Human Rights Watch says that “since occupying Crimea in 2014, Russian authorities have held 18 unlawful conscription campaigns that disproportionately affected Crimean Tatars, forcing many of them to flee. Between 2014 and 2021, Russia conscripted close to 30,000 Crimean men. Many were sent to serve at military bases in Russia, a practice explicitly prohibited by international humanitarian law.” The Center for Civil Liberties highlighted that through 2019 alone, 18,000 civilians were forcefully conscripted, and as of July 2023, the total number of conscripted Crimean citizens went up to 43,000, disproportionately targeting Crimean Tatar men. Most of such campaigns before the full-scale invasion were targeted at the not yet detained civilian population; usually, men were given the choice to either fight in the occupying forces or be imprisoned for avoiding service. However, more and more reports are pointing to the fact that since 2022, Russia has been using its carceral infrastructures in occupied territories as spaces for forced enlistment into its forces. 

In December of 2023, Human Rights Watch spoke with a few Ukrainians held in pre-trial detention in occupied Donetsk on their experience of forced conscription. All three had been illegally detained since before the full-scale invasion and had been tortured continuously for refusing to fight for the occupying forces. They have spoken of hundreds of cases where, due to the torture and propaganda rampant in carceral facilities, civilian detainees were forced to fight, with such efforts being accelerated since September of 2022. For his refusal, one detainee was placed into an overcrowded cell full of prisoners with active tuberculosis; when he complained, the response from the Russian guard was, “If you don’t like the conditions here, going to war is your way out.”

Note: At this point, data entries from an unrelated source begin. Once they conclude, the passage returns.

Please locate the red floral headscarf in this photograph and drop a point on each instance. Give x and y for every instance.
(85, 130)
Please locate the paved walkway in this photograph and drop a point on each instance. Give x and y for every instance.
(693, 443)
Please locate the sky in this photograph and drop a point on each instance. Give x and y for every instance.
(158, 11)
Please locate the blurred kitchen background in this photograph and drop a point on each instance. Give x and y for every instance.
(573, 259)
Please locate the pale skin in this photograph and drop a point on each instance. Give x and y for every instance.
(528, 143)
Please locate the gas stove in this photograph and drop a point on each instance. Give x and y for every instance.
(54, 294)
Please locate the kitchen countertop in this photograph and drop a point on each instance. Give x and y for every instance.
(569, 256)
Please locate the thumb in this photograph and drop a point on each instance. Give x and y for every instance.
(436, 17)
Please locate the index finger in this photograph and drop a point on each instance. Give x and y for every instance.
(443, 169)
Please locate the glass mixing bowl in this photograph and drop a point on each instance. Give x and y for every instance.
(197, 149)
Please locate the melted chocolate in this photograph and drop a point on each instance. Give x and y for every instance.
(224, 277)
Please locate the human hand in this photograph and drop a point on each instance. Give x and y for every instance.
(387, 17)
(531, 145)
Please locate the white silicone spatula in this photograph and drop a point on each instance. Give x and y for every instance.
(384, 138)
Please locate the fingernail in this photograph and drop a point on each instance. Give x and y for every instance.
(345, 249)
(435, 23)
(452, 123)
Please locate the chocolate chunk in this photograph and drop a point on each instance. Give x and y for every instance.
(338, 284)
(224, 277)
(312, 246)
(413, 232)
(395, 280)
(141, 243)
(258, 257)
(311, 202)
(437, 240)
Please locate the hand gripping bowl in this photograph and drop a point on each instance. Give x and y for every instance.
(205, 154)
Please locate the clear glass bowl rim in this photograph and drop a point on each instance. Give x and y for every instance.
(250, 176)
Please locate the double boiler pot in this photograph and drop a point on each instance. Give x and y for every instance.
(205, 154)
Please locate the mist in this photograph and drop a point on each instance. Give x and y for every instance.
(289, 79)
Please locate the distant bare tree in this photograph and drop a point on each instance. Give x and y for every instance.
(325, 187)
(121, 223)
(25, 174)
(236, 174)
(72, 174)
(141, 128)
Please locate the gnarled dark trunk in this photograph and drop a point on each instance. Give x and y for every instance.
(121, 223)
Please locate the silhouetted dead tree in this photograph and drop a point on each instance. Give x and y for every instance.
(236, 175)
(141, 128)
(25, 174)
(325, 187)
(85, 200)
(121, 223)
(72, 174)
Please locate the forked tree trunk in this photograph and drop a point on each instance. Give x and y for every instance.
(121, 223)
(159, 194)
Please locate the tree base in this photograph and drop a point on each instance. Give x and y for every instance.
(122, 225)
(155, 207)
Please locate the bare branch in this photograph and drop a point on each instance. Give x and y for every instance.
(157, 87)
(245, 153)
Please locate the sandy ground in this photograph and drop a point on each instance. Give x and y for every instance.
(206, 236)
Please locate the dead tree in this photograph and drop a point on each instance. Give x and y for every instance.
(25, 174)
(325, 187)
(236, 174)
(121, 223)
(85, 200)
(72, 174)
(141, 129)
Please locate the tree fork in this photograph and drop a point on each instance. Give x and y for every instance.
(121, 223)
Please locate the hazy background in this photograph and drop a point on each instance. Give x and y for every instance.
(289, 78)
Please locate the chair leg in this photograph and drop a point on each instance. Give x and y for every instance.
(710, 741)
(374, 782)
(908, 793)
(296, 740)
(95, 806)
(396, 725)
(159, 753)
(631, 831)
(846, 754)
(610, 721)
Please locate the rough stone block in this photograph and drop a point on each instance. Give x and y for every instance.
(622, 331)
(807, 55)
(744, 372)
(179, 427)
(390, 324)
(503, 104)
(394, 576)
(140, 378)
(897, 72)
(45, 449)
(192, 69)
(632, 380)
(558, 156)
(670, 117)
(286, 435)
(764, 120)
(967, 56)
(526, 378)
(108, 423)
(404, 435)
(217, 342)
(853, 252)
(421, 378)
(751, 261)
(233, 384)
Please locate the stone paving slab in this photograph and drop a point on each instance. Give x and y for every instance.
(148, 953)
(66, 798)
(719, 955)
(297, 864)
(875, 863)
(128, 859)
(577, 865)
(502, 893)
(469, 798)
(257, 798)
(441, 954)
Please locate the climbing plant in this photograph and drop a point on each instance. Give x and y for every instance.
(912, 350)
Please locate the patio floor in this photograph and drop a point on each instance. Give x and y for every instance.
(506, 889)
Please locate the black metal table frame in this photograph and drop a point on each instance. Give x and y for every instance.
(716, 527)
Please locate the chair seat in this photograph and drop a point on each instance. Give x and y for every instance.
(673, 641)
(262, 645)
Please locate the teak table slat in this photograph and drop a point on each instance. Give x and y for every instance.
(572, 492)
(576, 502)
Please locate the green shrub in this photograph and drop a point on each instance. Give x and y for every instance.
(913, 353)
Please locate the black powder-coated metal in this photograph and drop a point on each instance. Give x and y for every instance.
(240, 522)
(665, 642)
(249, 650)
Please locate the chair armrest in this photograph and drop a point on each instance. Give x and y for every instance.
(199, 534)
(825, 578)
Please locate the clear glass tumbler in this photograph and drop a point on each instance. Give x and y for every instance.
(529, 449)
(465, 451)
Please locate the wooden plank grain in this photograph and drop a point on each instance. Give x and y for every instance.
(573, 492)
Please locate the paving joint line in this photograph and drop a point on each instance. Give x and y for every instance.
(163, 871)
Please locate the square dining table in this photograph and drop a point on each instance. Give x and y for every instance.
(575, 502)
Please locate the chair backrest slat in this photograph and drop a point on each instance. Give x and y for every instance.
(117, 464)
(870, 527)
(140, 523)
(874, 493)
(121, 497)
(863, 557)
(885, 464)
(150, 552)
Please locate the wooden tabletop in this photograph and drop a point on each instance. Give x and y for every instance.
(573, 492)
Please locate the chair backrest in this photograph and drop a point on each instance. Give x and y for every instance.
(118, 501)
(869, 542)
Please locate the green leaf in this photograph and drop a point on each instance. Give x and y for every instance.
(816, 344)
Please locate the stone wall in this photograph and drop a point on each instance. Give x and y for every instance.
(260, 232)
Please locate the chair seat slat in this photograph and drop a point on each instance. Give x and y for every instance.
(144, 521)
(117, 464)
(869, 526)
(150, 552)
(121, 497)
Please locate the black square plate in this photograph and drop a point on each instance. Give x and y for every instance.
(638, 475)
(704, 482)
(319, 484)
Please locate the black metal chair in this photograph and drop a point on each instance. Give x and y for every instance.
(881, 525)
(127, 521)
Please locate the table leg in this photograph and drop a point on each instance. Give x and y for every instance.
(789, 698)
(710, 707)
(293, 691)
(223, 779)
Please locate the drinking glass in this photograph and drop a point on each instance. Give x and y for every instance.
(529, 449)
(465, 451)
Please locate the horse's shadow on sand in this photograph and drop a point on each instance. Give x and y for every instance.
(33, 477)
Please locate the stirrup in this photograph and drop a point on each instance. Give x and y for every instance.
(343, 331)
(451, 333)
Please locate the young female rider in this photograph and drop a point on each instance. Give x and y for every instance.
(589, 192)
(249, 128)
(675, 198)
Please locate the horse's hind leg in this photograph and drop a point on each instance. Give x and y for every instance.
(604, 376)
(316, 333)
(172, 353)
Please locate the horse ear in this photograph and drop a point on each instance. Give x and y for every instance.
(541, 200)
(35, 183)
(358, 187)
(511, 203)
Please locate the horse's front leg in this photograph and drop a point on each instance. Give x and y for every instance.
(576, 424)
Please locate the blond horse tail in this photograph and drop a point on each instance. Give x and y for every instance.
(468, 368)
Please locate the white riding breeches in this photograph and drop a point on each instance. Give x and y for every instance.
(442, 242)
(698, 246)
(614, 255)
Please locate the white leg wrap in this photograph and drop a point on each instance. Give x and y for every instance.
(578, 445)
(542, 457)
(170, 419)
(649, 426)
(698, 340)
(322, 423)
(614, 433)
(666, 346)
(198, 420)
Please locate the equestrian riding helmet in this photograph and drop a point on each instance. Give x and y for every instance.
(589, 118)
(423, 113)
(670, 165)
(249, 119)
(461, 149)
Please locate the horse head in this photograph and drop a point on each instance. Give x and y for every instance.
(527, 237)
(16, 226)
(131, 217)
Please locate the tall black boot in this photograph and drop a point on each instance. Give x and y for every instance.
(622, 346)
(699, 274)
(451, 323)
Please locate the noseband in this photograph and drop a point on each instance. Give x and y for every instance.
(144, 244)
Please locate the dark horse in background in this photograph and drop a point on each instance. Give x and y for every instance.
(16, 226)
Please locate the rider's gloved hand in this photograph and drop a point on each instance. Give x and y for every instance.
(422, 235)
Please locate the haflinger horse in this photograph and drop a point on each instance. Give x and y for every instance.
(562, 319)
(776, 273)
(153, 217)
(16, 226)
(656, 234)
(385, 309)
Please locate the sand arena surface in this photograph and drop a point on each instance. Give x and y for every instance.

The news of a recently signed decree to build 12 new prisons in temporarily occupied territories of Ukraine points to the possible spread of this practice.

IZOLYATSIIA, now a Russian prison, was an art center created in Donetsk in 2010 on the site of a revitalized factory of insulating materials. “Make up... Peace!” was an installation on the top of the factory's chimney by Pascale Martin Tayou, 2012. (Source: Dima Sergeev for izolyatsia.ui.org.ua)
IZOLYATSIIA, now a Russian prison, was an art center created in Donetsk in 2010 on the site of a revitalized factory of insulating materials. “Make up... Peace!” was an installation on the top of the factory's chimney by Pascale Martin Tayou, 2012. (Source: Dima Sergeev for izolyatsia.ui.org.ua)

Why send forcefully detained Ukrainians into overcrowded penal colonies in Russia, when they could be held in Ukraine? Why send their soldiers into the meat grinder when they could forcefully do so with a population they intend to cleanse anyway?

The blueprint for control and erasure of dissent under Russian occupation in its current mutation points to the carceral infrastructures becoming the enlistment spaces for the resistance. What we have then is a system that imprisons anyone unwilling to fight against their country, to later attempt to turn them into doing it all the same by way of torture. This is the very bleak reality of occupation, the very tip of the iceberg of the life of all illegally held, detained, and imprisoned across the Russian carceral infrastructures in occupation.